Friday, August 15, 2008

Why we can never do a 40-km trip in 8 minutes

T.J.S. George, has been a longtime China watcher. In fact, when he was in Hong Kong, he was a resource person for many world media with respect to South East Asian affairs. After a gap of about 10 years he happened to visit China again and witness the Olympic preparations and a Modern Super Power.

Here goes the first of a six-part series.

The speed at which China is transforming itself is not just impressive; it is scary.

Can such massive cities come up in the twinkling of an eye? Can such elaborate infrastructure be put in place in a jiffy? What is the engine that drives this frenetic pace of progress? Is there a target such an engine cannot achieve if it wants to?

When I visited Shanghai less than 10 years ago, Pudong was a sprawling marshland which had just been drained to make the soil ready for construction activities.
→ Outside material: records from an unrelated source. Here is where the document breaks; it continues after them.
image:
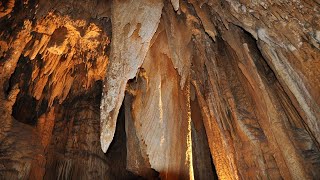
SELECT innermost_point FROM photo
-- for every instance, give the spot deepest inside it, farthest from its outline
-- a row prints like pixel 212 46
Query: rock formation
pixel 149 89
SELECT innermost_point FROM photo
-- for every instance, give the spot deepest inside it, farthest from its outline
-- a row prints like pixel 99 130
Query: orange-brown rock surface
pixel 192 89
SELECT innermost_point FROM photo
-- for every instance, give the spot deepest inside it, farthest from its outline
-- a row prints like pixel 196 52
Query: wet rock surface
pixel 192 89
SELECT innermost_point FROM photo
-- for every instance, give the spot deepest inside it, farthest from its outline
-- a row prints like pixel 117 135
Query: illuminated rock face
pixel 171 89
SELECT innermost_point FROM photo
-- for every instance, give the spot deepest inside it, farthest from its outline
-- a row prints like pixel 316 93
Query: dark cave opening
pixel 117 152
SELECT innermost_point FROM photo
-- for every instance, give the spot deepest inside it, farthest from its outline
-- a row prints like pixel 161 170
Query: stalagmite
pixel 169 89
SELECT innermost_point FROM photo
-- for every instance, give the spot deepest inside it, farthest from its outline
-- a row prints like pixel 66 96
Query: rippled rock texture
pixel 190 89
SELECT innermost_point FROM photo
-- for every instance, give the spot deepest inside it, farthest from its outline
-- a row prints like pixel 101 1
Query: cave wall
pixel 186 89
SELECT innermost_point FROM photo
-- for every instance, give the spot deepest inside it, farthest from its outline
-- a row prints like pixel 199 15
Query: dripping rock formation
pixel 159 89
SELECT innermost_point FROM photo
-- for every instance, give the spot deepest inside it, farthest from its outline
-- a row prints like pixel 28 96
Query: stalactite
pixel 187 89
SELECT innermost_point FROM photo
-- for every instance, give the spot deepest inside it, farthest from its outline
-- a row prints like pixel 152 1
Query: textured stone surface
pixel 227 88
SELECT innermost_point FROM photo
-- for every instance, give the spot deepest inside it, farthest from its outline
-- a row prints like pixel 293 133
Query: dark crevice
pixel 203 165
pixel 117 152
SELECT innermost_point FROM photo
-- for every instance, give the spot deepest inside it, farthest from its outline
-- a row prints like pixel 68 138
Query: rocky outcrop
pixel 193 89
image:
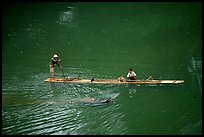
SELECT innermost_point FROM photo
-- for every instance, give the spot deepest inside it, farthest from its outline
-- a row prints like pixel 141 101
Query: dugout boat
pixel 112 81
The first highrise hotel was coming up and a landmark TV tower was rising.

Today, Pudong is a marvel of modernity, a glittering financial and corporate centre with facilities and institutions bigger and better than the best in the world.

A fairyland kind of suspension bridge, for example, is the most spectacular link across the Huangpu river that used to separate Pudong from Shanghai. There are several other bridges, several ferry services and several state-of-the-art underwater tunnels that make that separation a thing of the past.

Consider the road system. Shanghai was a notoriously congested city—a tangled web like central Bombay. It was impossible to untangle it. But the authorities found a way: Put an elevated road system over the city’s “ground floor.”

Today an overhead network of crisscrossing flyovers make it possible to go from point A to point B without traffic lights. From the centre of Pudong I drove for 36 kilometers before the car was stopped —by a tollgate.

This determination to do what is necessary—and do it quickly and efficiently—is what is helping China catch up with lost time.

They do everything on the grand scale, planning for a hundred years ahead. The new Pudong international airport will be good enough for virtually a century. It is about 40 kilometres from the city and magnetic levitation train covers the distance in eight minutes.

Compare that with Bangalore’s agonising access problems over the new airport.

There is nothing that China has achieved which others cannot. The difference is that China has the national will to achieve it, and the leadership to turn that will into action. We may say that the authoritarian system facilitates quick execution of plans unlike in a democracy.

Is that an argument we want to push when authoritarianism is so palpably constructive as it is proving in China, and democracy so chaotic as it has become in India?

Perhaps the key lies elsewhere.

Aldous Huxley provided an insight as far back as in 1926. Talking about “the dense, rank, richly clotted life” of Shanghai, he wrote:

"Each individual Chinaman has more vitality, you feel, than each individual Indian or European, and the social organism composed of these individuals is therefore more intensely alive than the social organism in India or the West."

In other words, whether it is communism or capitalism, the Chinese have a national character that tends to give them an edge over others.